Segue from the Duran album above which samples a drum fill from this by UK prog stalwarts gone nu-metal of sorts. Their second with Trevor Rabin might divide the die-hards but I liked the direction he took them in, save the dreadful Almost Like Love. The title track’s grungy guitar was akin to bathing your ears in industrial lubricant and the artwork light years away from the Roger Dean illustrations of yesteryear.


1984, deep in the heart of synth-pop and anything European was cool including Alphaville who had their thunder stolen by some cheeky Norsemen called a-ha. Anyway, Big in Japan remains essential Euro cool for those of us old enough to remember Forever Young (like the pun?) and who like their travel complete with silhouettes of strange illuminated mannequins. It’s easy when you’re Big in Japan.

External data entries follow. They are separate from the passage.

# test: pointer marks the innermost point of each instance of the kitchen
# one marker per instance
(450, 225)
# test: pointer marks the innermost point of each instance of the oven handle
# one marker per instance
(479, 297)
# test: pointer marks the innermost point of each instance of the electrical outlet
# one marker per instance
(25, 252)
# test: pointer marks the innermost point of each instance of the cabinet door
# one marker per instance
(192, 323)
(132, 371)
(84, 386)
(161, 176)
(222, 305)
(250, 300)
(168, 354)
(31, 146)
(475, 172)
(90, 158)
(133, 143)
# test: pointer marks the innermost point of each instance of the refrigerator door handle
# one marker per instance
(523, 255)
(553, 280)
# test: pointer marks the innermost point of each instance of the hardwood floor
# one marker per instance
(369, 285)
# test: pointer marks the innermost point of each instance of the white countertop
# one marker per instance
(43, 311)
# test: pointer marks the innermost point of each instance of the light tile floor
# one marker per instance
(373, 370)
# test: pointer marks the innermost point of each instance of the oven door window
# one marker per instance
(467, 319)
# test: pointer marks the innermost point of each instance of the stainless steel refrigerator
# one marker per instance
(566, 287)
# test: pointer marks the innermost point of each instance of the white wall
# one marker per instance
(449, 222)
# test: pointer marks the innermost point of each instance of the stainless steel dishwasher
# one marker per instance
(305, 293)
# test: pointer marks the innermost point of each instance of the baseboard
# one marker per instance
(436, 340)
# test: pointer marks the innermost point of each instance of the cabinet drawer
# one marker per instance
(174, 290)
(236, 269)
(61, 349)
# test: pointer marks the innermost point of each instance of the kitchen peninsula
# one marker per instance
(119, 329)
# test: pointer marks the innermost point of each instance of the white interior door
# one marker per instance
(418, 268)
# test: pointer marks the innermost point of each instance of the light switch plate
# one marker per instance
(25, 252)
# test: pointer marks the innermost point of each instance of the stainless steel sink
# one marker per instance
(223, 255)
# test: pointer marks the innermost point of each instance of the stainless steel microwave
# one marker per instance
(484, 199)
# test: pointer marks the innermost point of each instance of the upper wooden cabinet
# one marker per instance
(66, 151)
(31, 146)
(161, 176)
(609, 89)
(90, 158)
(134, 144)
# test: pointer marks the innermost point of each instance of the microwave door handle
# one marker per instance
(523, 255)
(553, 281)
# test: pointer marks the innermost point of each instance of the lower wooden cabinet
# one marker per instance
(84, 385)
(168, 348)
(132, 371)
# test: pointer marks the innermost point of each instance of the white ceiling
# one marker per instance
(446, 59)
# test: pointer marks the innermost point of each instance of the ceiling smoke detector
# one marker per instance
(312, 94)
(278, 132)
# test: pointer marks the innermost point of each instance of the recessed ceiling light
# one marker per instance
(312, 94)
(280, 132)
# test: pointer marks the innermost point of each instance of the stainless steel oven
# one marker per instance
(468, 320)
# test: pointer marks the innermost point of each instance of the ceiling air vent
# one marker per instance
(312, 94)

TPE were the middle skip from a musical pebble that first splashed as The Undertones and currently The Everlasting Yeah. The most I remember of Big Decision is that it fell just short of the Top 40 at home (UK) in 1987. Babble, the album, managed to make #30 but it’s as high as their ceiling would allow. They had plenty more ammunition in rock stomper Dance Your Ass Off, and the brilliant pub-rocker Sensitize which really should have been huge but alas you’re either critically acclaimed and don’t sell records or commercially successful and critically panned. Like XTC, TPE were of the former, another much fancied series of small ripples swallowed by a big surging sea.


‘Mmmm, alright.’ It’s a simple but effective kick off to the album of the same name. I don’t think my review over on All Music Guide did it justice (thanks to some abysmal editing by someone who remains nameless though mine went on the finished piece right). Anyway, the ambitious and adventurous album was one of their strongest; kind of Sgt. Iva’s Magical Mystery Tour or Iva Jones raiding his own arc (ie his studio) with great gusto and dazzling effects. I especially admire the link music and the idea to marry the record to the growing digital sphere with a floppy disc of content. Great drumming from the Bonzo of Oz (Paul Wheeler) too.

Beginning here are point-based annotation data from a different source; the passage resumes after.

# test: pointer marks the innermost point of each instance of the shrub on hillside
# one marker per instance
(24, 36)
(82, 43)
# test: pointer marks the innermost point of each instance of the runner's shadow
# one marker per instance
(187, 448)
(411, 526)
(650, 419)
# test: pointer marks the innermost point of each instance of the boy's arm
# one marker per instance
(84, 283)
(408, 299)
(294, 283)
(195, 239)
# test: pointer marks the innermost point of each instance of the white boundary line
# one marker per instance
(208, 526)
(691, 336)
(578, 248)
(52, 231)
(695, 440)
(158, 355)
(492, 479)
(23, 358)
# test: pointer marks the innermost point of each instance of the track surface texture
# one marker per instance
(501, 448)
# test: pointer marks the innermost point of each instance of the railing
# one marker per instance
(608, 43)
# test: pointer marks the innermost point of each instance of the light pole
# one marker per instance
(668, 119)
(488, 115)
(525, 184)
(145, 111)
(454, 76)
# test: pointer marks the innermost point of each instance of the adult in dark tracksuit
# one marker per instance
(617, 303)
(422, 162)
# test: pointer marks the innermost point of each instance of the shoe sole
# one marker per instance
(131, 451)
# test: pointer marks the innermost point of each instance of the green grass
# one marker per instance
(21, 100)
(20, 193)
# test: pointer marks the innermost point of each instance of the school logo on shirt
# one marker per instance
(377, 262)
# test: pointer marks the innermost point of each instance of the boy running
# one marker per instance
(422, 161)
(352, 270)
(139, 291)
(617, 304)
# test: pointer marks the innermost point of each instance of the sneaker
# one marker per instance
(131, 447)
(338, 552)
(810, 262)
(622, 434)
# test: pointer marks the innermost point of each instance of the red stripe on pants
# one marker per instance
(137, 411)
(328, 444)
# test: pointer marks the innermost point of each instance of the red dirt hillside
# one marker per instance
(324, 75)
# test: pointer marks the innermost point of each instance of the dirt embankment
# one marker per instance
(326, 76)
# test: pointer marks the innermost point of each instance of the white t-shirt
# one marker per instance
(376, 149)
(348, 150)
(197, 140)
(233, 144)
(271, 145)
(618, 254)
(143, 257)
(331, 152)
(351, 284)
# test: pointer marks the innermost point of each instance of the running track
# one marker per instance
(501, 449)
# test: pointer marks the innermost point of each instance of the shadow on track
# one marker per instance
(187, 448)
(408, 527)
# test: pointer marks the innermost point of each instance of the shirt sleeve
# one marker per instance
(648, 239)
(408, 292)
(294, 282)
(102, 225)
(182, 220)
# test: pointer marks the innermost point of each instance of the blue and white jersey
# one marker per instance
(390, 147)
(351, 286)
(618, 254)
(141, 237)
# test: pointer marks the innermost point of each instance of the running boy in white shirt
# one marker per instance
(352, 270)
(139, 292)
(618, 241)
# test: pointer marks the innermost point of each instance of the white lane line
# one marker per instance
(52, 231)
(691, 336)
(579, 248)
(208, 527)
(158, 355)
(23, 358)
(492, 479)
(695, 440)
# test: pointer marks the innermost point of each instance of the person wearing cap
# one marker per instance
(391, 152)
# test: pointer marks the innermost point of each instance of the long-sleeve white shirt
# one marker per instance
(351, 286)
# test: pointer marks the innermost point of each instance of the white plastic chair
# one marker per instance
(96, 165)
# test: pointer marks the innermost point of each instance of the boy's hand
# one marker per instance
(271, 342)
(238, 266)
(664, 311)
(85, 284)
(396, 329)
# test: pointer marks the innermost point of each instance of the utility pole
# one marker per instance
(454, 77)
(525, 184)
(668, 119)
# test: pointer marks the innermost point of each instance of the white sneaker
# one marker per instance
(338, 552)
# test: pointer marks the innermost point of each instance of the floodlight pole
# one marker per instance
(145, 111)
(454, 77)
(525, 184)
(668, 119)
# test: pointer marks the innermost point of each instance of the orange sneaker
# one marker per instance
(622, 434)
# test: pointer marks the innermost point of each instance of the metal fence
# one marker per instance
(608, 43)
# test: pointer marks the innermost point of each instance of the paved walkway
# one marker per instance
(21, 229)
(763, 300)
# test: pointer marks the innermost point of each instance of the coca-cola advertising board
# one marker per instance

And so to SM part 2 and the return and crowning glory, save the unfortunate decision to re-cut Blood Diamonds and Broken Glass Park; both superb as they were. Elsewhere my critical eye wishes Jim Kerr could tap into his earlier incarnation for some more interesting titles; Human is one of my favourites off here but it’s hardly an original name is it; Human Inside (Hunter in Chase) sound better? Never mind the rest exhibits their continuing form to resounding success. Welcome back!